Excerpt from the July issue of Heels Down Magazine.
The hunters. It’s where so many riders begin their competitive careers. Young riders graduate from paddock boots and garter straps in the short stirrup and pony divisions and move on to the equitation and jumper rings, and sometimes to new disciplines all together.
Despite this, there are plenty of young and up and coming riders who remain dedicated to this time-honored craft. By why? There’s no road to the Olympics. It’s largely an American sport with little to no presence overseas. The prize money is far less. There’s a smaller audience for the sport and the cost of entry is still quite steep.
But those that ride in the hunters say it comes down to one thing. The prestige.
“It’s perfection,” says Terence Prunty, a 29-year-old hunter rider with Baxter Hill Farm in Wellington, Fla. “It’s about style and tradition.

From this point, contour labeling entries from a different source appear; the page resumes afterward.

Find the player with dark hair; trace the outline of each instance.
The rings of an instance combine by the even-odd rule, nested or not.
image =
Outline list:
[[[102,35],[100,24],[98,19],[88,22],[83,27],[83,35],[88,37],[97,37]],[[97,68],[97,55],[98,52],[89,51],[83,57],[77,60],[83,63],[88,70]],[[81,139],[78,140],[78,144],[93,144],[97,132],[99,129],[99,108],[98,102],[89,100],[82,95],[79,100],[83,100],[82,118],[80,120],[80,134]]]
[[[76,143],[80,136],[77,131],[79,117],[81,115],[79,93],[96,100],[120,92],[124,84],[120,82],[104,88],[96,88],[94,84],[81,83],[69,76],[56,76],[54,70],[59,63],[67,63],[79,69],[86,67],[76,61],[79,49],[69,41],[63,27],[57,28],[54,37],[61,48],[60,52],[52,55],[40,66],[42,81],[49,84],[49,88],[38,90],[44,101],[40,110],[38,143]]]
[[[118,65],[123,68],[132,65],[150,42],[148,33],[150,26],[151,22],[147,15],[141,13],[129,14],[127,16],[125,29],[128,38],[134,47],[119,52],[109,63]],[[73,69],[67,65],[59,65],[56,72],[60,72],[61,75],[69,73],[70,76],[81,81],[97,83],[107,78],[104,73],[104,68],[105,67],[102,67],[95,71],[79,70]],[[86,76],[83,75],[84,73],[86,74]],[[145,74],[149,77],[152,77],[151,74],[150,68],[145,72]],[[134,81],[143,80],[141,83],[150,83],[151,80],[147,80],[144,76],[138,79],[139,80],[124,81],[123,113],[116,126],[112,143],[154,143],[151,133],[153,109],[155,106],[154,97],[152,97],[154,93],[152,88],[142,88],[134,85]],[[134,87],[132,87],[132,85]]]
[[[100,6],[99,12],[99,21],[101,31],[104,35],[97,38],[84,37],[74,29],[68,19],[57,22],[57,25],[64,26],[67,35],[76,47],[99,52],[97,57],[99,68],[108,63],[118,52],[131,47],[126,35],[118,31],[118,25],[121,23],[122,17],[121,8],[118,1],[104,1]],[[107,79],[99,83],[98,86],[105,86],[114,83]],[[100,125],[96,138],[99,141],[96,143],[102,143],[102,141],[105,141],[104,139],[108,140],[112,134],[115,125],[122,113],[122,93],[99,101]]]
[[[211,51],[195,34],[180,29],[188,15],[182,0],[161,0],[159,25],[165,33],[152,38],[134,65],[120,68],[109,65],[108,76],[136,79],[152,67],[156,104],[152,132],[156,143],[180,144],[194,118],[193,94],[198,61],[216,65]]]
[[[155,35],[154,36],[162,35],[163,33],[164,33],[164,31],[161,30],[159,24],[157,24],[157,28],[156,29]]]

It’s an art to make it look effortless, to ride slow and light but get the best jump out of the horse.”
Riding the hunters is the art of disguise, describes Mary Babick, current president of the United State Hunter Jumper Association (USHJA).
“You have to be soft, accurate, but still look like you’re not doing anything. It’s such a pleasure to watch a horse with soft contact gallop forward and explode off the ground. It takes a lot of strength and a lot of softness, and if you like it, it’s really exciting,” she explained. “To ride a hunter takes a certain type though. It involves process and personality to do it really, really well.”